Assim, alongar os estudos se apresenta como a forma moderna na educação. No entanto, o conteúdo não condiz com as necessidades do homem do campo, pelo contrário, condiz com as necessidades do capital de atender às indústrias, aos setores de serviços, ainda que haja uma redução no número de fábricas, o que denota a contradição em processo criada pelo movimento do capital.

Segundo Figueira (1995), o processo de educação é algo mais amplo do que a atividade da escola propriamente dita, algo que lança novas luzes sobre a função ordenadora e sistematizadora da escola. Desse modo, o homem como ser social, estabelece relações com uma determinada sociedade num determinado momento histórico, onde a escola é uma instituição que compõe esta sociedade. Para o autor, “a nova sociedade ainda não tem, e nem pode ter, a escola condizente com os novos ditames e valores sociais. Tudo que os mestres sabem se ordena ainda segundo a velha ordem social. Está, portanto, posta a questão que consiste em saber o que se deve e como se deve ensinar” (1995, p.12).

O processo educativo não é, nesse sentido, um apêndice mais ou menos inútil de que a sociedade pode prescindir. Ao contrário, a educação, segundo Figueira, é algo tão visceral que a sociedade humana não poderia ter este seu atributo essencial, que é o de ser humana, se tal componente não fizesse parte dela (1995, p. 14). Cada determinada época histórica ensina a partir das relações sociais constituídas, ou seja, ensina a partir de modo determinado, social, para atender às necessidades do movimento do capital.

Ainda nessa direção, Martins (1980) entende o modo capitalista de produção na concepção clássica, isto é, como modo capitalista de pensar enquanto modo de produção de idéias necessárias83 à reprodução do próprio capitalismo. Por conseguinte, define a produção de diferentes modalidades de idéias necessárias ao modo de produção e reprodução desse sistema à re-elaboração de suas bases de sustentação ideológicas e sociais.

83 A padronização, especialização, sincronização, centralização e maximização deram sustentação e estruturaram

a organização da produção da distribuição da riqueza social, extrapolaram a esfera da produção e invadiram todas as outras esferas da vida social. Francisco Teixeira, 1996.

Mészáros (2005) vai além e complementa que, no atual modo de produção capitalista, a educação tornou-se uma mercadoria que representa o mecanismo perpétuo de reprodução desse sistema, fornecendo os conhecimentos necessários para a maquinaria produtiva em expansão, transmitindo um quadro de valores que legitima os interesses dominantes, ou seja, tornou-se 'peça' chave do processo de acumulação do capital.

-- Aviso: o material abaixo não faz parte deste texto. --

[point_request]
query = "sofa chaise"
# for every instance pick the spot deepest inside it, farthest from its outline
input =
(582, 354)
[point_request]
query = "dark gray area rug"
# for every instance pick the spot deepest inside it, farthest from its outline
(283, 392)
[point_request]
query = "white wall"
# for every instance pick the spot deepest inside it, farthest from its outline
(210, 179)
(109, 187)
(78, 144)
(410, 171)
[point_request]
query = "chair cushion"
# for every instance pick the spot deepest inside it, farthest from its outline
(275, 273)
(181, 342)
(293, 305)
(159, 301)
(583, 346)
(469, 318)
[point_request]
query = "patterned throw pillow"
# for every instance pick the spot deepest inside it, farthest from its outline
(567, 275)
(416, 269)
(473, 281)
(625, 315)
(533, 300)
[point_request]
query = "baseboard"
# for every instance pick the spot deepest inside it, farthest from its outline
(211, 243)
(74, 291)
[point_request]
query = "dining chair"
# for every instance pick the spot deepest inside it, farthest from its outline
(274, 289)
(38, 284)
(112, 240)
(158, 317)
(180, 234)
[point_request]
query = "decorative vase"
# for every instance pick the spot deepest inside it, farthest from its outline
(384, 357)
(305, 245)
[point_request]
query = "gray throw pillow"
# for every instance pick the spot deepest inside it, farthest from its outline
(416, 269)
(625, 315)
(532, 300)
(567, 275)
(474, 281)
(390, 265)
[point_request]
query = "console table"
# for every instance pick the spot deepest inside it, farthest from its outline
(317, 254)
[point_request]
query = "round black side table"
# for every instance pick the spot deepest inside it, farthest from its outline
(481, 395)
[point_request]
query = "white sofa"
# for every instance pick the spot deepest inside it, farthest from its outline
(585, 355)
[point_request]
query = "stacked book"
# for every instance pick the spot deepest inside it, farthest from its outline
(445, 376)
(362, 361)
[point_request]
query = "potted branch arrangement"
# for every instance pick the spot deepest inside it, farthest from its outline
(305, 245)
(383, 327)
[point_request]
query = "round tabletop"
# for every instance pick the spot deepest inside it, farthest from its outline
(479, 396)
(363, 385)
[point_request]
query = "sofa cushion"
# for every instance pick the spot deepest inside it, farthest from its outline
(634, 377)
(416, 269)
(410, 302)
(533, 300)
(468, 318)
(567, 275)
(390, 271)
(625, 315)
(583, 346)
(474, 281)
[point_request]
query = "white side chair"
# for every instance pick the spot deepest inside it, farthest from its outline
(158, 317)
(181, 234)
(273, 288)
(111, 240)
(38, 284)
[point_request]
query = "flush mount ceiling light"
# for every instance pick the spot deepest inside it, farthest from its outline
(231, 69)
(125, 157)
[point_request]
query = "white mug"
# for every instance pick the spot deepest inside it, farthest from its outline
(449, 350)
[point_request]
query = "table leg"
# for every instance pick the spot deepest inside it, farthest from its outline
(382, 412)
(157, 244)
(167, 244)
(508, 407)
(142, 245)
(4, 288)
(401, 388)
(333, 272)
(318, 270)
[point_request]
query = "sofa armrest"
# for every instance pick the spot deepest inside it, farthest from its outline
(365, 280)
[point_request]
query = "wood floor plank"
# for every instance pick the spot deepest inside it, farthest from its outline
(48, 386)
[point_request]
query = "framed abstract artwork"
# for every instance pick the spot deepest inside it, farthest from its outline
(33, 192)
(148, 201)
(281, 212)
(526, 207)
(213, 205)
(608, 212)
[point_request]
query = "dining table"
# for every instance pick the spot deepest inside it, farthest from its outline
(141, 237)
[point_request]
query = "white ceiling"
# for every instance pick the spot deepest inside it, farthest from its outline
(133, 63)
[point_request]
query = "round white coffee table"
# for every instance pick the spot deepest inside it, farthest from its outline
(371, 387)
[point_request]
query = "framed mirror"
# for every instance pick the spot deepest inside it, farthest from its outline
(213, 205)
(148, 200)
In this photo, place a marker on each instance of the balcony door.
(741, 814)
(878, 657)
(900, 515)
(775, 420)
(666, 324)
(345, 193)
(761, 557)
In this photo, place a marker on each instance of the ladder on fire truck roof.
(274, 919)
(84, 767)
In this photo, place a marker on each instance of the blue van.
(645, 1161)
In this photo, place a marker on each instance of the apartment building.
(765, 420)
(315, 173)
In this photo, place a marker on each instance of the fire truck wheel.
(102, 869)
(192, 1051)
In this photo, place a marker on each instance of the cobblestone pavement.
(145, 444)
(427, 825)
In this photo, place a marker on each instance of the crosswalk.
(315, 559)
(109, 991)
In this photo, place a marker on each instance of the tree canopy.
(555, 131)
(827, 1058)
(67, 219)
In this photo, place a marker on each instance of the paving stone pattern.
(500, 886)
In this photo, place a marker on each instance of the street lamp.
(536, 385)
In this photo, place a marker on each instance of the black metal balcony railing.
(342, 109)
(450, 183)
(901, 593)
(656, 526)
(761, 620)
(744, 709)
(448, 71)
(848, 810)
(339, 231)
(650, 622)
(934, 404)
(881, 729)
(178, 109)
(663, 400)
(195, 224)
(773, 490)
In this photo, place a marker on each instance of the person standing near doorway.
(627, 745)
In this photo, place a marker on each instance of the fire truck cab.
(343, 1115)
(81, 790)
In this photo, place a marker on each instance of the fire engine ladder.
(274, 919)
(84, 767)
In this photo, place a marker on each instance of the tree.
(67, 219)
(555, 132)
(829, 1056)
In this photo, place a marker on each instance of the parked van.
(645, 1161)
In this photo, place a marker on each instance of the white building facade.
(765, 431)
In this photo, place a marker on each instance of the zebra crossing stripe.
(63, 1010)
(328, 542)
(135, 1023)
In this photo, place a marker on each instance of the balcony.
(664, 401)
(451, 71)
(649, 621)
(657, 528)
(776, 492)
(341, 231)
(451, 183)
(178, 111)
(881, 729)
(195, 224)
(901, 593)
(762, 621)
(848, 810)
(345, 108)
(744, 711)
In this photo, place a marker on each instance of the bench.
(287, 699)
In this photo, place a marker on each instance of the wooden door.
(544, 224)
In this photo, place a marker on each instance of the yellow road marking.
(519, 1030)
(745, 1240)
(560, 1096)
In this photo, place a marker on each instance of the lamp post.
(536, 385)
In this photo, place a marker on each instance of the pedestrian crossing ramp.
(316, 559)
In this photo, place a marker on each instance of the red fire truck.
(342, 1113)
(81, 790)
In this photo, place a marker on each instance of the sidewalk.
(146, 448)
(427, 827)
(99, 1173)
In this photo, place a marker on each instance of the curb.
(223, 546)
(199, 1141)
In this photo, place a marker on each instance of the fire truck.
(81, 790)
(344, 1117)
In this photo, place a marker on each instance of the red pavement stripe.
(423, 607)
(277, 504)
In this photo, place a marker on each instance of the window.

Marx e Engels (1846), em seus escritos, já apontavam que os pensamentos, os conceitos, as representações, são considerados produtos da consciência. Assim, a consciência também é produzida, gerada pelas contradições da sociedade capitalista de produção.

De acordo com a exposição dos autores supracitados, entendemos que a escola rural está totalmente voltada para incorporar as tendências do espaço urbano, de acordo com a lógica do mercado, ou seja, é a contradição em processo, não há uma educação do campo com vistas a envolver a comunidade, de estudar a produção da vida do campo, suas transformações, sua história, seu cotidiano.

Outro fator importante que contribuiu com a situação de abandono do campo é a questão da nucleação84 ou fechamento das escolas no espaço rural. Vendramini (2004) aponta que a situação de deslocar as crianças do espaço rural para escolas mais amplas, geralmente próximas de perímetros urbanos, enfraquece ainda mais as comunidades locais e sua capacidade de coesão, quando perdem um elo importante de articulação que é a escola da sua comunidade, ou seja, o seu espaço social. Um exemplo é a neta da Dona Hilda, de 11 anos, que está na 6ª série, mas diz não gostar da escola85. No entanto os pais deixam a critério dos filhos decidirem pela opção de continuar os estudos, mas acreditam que hoje, diante das “necessidades” em aplicar “novas” tecnologias, seria necessário no mínimo a conclusão do ensino fundamental.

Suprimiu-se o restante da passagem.